La sua, tuttavia, non fu un’esistenza facile: la lunga gavetta, i dispiaceri familiari, la morte del figlio maschio poche ore dopo la nascita, lo indussero a gettarsi nel lavoro, accettando qulsiasi copione, diventando una vera e propria gallina d’oro per registi e produttori cinematografici. E continuò a lavorare anche quando la grave malattia agli occhi lo rese progressivamente quasi cieco.
Tanto sapeva essere travolgente e incontenibile sul palcoscenico, autentico mattatore, vero maestro del buonumore in scena, tanto era misurato e riservato nella vita privata: «L’attore deve far ridere, ma l’uomo Totò, anzi il principe De Curtis mai, è una persona seria».
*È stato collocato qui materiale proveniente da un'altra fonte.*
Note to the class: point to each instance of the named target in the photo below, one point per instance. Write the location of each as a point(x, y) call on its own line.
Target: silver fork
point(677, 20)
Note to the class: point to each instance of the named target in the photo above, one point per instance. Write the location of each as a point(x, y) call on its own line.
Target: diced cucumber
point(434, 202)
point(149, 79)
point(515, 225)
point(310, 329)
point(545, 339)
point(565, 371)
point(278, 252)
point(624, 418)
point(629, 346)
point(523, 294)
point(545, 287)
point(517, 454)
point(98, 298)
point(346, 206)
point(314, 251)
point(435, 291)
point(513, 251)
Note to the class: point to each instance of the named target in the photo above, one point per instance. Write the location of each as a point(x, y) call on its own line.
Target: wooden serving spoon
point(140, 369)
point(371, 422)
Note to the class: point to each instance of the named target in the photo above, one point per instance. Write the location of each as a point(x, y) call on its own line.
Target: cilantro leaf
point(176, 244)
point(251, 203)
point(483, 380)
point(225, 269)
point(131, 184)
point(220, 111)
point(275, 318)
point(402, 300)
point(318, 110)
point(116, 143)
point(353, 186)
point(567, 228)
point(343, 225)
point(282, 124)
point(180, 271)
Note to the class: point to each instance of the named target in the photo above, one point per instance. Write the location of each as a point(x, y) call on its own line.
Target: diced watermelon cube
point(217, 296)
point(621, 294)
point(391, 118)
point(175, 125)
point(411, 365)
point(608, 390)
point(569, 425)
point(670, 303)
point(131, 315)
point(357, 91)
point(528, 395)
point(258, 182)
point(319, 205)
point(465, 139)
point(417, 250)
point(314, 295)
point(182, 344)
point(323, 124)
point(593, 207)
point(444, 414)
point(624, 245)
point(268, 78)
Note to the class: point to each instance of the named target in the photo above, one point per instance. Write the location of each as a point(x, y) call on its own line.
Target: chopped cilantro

Paradossalmente fu proprio un intellettuale di sinistra a “sdoganarlo” e a valorizzarne le capacità di attore drammatico: Pier Paolo Pasolini, tra i primi a rivalutare la cultura “bassa” e popolare, avvalendosi della collaborazione di Totò, ma anche degli “impresentabili” Ciccio e Franco e persino di Tomas Milian. Per l’interpretazione in Uccellacci e uccellini, Totò vinse nel ’66 una Palma d’Oro speciale al Festival di Cannes e un Nastro d’Argento come migliore attore di quell’anno e soprattutto si conquistò definitivamente la stima dei registi più affermati o snob che dir si voglia. Malgrado i riconoscimenti degli ultimi anni, però, non si prese mai troppo sul serio, non salì in cattedra e rimase sempre fedele a se stesso. In una delle ultime interviste, riferendosi al proprio mestiere, disse: «Noi attori siamo venditori di chiacchiere, un falegname vale certo più di noi. Almeno il tavolino che fabbrica resta nel tempo, dopo di lui. Se abbiamo successo, al massimo, duriamo una generazione». Sbagliava, ancora oggi sono decine e decine le pizzerie, i ristoranti e soprattutto le scuole e i teatri a lui intitolati: l’ultimo vero gigante della scena.